Games have been getting longer because of television and specialization. The more roster changes, the more commercial breaks, the longer fans have to sit and wait for action. (If you want to shorten the length of games, limiting pitching changes is an excellent place to start.) And now the game threatens to get even longer: following an exceptional flurry this spring of controversial and frequently incorrect rulings on home runs -- the most important, game-changing events that can occur in a baseball match -- the clamor to bring instant replay from the armchair to the field, as has been done in football and hockey, has reached deafening pitch.

Instant replay may make the games longer, but continuing to ignore it is even worse. Umpires get the vast majority of calls on the vast majority of situations correct, but controversial home runs are a rare enough occurrence that mistaking them on the margins has a real effect, one unlikely to balance out.

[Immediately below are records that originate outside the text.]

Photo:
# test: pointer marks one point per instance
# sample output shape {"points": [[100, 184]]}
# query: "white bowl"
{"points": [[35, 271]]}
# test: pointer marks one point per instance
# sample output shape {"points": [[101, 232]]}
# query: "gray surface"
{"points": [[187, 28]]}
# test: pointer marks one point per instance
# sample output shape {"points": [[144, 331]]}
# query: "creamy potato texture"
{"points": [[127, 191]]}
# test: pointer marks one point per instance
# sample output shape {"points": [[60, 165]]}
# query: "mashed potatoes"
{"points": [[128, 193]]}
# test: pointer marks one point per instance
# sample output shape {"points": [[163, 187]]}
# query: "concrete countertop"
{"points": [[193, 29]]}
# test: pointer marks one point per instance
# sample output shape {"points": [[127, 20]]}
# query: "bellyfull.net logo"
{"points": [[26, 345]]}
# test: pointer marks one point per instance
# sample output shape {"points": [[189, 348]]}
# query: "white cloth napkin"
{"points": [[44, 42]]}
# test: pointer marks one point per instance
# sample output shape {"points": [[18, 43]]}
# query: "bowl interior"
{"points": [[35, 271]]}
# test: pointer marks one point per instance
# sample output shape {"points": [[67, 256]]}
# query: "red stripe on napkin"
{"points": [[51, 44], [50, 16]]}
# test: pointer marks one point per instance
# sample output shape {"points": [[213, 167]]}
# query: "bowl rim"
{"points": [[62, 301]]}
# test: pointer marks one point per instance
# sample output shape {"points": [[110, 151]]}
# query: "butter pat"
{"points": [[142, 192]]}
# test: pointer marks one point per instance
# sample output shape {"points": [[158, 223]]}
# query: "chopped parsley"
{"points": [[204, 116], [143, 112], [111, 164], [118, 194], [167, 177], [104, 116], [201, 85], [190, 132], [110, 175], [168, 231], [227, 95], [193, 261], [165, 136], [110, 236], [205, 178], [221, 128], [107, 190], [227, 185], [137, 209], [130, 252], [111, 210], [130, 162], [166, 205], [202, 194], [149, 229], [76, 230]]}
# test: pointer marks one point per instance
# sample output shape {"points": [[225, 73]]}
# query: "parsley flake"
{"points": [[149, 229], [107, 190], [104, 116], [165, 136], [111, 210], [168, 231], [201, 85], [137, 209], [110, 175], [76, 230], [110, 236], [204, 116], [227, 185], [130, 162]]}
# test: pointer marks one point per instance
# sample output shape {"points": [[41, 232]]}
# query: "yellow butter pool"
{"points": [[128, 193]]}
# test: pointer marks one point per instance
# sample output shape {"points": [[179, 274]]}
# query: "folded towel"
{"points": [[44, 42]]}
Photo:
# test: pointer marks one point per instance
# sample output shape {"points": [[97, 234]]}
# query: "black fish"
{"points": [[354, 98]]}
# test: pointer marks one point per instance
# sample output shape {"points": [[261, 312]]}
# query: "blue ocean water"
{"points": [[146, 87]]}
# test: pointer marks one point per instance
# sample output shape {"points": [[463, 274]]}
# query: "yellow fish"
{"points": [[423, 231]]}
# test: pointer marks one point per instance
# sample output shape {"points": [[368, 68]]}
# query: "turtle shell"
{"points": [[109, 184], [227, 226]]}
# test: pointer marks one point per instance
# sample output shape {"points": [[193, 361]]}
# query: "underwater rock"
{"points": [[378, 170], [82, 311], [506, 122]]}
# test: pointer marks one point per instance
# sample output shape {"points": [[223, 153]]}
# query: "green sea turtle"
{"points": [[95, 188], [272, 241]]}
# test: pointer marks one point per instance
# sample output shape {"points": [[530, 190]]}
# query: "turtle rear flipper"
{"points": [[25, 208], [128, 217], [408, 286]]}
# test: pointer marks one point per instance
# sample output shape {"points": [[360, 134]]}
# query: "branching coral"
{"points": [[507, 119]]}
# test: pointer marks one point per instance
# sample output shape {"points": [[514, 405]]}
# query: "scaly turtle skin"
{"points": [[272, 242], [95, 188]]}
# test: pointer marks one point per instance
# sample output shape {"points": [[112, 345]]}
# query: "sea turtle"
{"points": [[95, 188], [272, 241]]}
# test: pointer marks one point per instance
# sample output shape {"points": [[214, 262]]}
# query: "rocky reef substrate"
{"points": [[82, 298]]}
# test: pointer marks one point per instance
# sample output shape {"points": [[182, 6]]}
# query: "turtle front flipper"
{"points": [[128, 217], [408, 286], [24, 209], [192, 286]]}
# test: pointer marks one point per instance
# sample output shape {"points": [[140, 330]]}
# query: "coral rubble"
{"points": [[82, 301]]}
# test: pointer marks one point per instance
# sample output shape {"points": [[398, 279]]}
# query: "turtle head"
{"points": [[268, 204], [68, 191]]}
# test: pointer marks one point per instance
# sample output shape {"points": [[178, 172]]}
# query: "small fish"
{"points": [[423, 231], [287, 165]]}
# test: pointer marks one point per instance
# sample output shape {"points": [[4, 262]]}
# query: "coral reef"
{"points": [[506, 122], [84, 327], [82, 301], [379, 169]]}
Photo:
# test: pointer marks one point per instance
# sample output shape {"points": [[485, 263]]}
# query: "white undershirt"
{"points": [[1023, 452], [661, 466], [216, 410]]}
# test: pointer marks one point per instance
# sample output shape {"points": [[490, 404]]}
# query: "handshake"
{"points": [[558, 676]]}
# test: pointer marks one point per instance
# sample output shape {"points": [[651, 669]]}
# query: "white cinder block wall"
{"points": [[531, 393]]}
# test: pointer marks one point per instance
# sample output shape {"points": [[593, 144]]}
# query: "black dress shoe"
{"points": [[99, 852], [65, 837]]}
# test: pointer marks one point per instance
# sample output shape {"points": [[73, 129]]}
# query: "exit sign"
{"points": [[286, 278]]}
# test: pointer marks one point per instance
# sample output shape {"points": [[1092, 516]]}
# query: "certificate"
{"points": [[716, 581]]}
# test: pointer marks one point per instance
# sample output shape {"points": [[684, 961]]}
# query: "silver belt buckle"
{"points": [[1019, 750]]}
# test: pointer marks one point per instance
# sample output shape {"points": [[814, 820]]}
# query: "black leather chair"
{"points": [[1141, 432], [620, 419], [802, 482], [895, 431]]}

Letting the effects of bad home run calls stand in the won-loss column is patently unfair. This is why instant replay is likely headed into the game, over the protestations of George Will and others.

Fairness is biggest reason for the controversy over performance-enhancing drugs, which add offense and make the game more exciting at the cost of an uneven playing field. Slightly less urgent but related is the controversy surrounding the designated hitter, a piddling 1973 addition to baseball's rulebook that provides that teams in Major League Baseball's American League may designate a hitter to bat instead of their pitcher. Because pitchers are poor hitters, this increases offense in games and leads to higher scores, which many fans prefer.

The oddity of baseball's two leagues playing under two different rulebooks has simply been accepted as a necessary abnormality, and that's where it'll probably stay, unless Hank Steinbrenner has his say. He doesn't think it's fair that pitchers have to hit and run the bases in the National League, where Yankee ace Chien-Ming Wang managed to get injured during inter-league play. Steinbrenner calls the very notion of pitchers hitting for themselves "a rule from the 1800s."

While I completely disagree with him -- his logic appears to be that it's unfair for his multimillionaire athlete employees to face the risk of injury by actually playing the game he pays them for -- he is correct that interleague play (and the World Series) are unfair, because two teams must face each other despite having been constructed to play according to different rules. Many fans feel the DH makes the game less boring, and it's so popular within its league it isn't going anywhere. And the National League won't give up on seeing pitchers hit any time soon. So while the incongruity in the rules is unfair, it's not going to change.

Baseball has a lot of rules from the 1800s. That's what makes it so special, and what makes it so infuriatingly resistant to change, even to scrutiny, which allowed the steroid scandal to boil for as long as it did. That's what makes its sportswriters, pundits, and scribes so suspicious of the statistical revolution in baseball, the notion that there can be new ways to evaluate such a traditional old game. But baseball's stubbornness is not confined only to rules from the 1800s: once something enters baseball, from playing baseball at night to paying players $20 million a year, it is almost impossible to get rid of it. Both instant replay and the DH will be hard to unseat once they enter baseball. We're just going to have to get used to the change.